The Nightingale by Kristin Hannah
I’d heard great things about this book, and had previously read Night Road by the same author (which I found to be engaging and thought-provoking). So I was excited to find this on Overdrive without any wait. The book is set in France during World War II and primarily follows two very different French sisters through the war. It starts out a bit slow and I wasn’t sure I’d love the book. But by the end I was ugly crying and thoroughly invested in the story. So ultimately that’s a major win.
About Grace by Anthony Doerr
After reading All The Light We Cannot See, I’m an Anthony Doerr fan for life. I want to work my way through everything that he’s written, and this was available on Overdrive. The book is about a man named Winkler who has dreams about things that will happen in the future. I found it to be a perfect winter read, as he is also a scientist who studies snow. Not as good as All the Light We Cannot See, but still a fantastic book.
My Name Is Lucy Barton by Elizabeth Strout
The tale of Lucy Barton as she recovers from an illness in the hospital and is visited by her mother. Lucy is a woman who had a difficult and neglectful childhood. She is strange to the world, and the world is somewhat strange to her. But the tale is beautiful, and shows life to be complex. I really, really liked this book, and recommend it.
The Heart Goes Last by Margaret Atwood (Cleveland Ohio)

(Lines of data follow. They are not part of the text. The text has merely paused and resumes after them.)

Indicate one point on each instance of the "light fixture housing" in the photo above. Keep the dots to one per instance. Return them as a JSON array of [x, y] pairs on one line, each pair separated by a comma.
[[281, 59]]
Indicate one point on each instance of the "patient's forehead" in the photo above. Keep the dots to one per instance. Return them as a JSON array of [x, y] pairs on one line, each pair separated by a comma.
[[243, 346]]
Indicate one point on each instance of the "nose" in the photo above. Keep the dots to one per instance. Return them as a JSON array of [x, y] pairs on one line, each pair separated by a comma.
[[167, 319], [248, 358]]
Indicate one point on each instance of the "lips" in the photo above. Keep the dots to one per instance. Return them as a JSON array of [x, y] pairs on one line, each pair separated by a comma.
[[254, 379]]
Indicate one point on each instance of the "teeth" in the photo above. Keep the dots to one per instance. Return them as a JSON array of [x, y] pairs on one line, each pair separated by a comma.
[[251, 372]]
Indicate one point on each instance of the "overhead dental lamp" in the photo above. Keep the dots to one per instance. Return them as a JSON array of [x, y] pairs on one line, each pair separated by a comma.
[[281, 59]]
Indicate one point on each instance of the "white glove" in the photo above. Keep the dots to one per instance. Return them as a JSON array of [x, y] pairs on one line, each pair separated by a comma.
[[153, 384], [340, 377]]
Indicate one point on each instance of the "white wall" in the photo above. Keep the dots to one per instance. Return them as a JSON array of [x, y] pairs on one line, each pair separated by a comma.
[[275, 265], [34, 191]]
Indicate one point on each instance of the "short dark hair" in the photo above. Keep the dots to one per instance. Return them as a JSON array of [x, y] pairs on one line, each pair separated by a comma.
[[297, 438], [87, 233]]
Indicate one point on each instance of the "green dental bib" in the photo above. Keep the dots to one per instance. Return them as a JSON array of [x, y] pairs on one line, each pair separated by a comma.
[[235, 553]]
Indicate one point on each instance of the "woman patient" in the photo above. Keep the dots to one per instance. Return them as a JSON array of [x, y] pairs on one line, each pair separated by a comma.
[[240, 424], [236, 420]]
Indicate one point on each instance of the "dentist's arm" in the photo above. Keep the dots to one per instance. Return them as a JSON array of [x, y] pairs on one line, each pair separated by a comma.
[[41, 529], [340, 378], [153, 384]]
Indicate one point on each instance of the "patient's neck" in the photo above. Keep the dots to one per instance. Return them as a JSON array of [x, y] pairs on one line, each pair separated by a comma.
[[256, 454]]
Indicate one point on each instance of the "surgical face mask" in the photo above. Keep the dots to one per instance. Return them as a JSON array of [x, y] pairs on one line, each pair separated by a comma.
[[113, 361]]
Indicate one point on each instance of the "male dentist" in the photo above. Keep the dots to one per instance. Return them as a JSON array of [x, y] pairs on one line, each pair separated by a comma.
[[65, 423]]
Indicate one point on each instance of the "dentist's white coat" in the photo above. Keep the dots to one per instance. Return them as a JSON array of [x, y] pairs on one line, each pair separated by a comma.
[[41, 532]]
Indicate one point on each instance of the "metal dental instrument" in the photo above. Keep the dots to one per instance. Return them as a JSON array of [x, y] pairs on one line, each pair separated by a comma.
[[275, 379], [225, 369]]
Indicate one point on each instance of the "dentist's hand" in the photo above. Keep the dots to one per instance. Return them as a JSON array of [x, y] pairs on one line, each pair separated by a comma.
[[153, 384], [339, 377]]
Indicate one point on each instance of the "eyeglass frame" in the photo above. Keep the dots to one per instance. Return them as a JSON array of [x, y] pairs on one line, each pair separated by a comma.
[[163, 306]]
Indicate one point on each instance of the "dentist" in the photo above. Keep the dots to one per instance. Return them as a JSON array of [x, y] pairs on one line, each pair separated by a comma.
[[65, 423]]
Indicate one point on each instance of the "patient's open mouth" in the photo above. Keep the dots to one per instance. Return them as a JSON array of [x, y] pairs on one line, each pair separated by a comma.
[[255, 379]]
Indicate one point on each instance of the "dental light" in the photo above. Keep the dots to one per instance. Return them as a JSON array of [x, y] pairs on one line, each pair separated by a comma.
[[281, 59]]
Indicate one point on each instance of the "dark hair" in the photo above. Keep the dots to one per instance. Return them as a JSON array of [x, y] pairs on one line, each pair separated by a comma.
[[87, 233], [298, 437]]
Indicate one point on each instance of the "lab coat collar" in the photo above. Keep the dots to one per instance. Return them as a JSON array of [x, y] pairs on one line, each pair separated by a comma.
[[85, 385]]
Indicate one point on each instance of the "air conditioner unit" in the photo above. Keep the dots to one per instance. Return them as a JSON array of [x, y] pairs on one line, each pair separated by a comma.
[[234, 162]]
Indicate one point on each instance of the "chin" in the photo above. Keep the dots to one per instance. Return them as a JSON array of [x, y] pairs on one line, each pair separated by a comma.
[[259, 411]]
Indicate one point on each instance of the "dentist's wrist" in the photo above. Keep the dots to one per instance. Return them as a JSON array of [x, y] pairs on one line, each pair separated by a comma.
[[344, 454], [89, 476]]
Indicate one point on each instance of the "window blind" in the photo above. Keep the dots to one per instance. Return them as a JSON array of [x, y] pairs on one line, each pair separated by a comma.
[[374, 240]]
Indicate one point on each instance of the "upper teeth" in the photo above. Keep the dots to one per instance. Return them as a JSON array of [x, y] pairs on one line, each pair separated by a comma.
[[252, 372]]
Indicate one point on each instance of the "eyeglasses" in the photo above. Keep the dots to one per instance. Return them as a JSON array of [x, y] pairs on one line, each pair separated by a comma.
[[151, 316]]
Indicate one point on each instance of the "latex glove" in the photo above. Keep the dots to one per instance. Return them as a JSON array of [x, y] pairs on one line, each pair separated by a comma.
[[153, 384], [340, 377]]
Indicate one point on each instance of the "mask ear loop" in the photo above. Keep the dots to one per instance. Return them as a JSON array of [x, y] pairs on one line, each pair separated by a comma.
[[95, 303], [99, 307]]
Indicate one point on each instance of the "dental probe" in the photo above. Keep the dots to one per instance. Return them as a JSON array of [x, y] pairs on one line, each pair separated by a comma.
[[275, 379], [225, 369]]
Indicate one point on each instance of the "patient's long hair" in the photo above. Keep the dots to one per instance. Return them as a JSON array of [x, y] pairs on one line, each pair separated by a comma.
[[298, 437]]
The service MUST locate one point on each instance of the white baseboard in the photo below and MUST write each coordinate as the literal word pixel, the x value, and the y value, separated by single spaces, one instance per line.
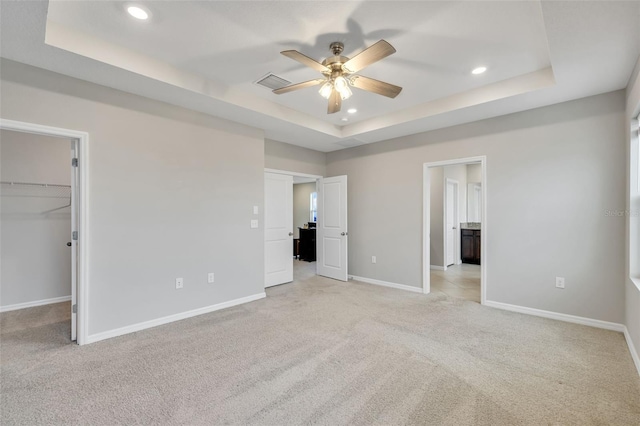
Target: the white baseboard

I read and enjoyed immensely The Handmaid’s Tale. In fact I really want to renew my Hulu subscription for a month to see their adaptation of the story (Have you seen it? What did you think?). So I was looking forward to reading more by Margaret Atwood. I didn’t know anything about this book prior to reading it, which perhaps made it an even more exciting and disturbing ride through the story. I don’t want to say anything about the plot, because I really do think that it’s best that way. But if you liked The Handmaid’s Tale, I’m confident that you’ll like this one as well. And if you’ve not heard of or read either, check them both out!
Rules of Civility by Amor Towles (Roatan)
I am a huge fan of Amor Towles after reading A Gentleman in Moscow. I just love his writing style and the fact that I don’t see his twists and turns coming. Modern Mrs. Darcy recommended both of these books, and I’m forever grateful, as they are both way up on my favorites list. Because the book is primarily set in the 1920s-30s, it has a bit of the feel of The Great Gatsby, but is very much its own book. I don’t want to talk about the plot, as I really enjoyed discovering it for myself.
Flowers for Algernon by Daniel Keyes (Roatan)
The book follows the story of a retarded man who is given the gift of intelligence and the ability to learn through medical research, and how he deals with the uncertainty of his future. All I can really say is, wow! This book is so incredibly powerful, and moving, and sweet, and also incredibly sad. I loved it.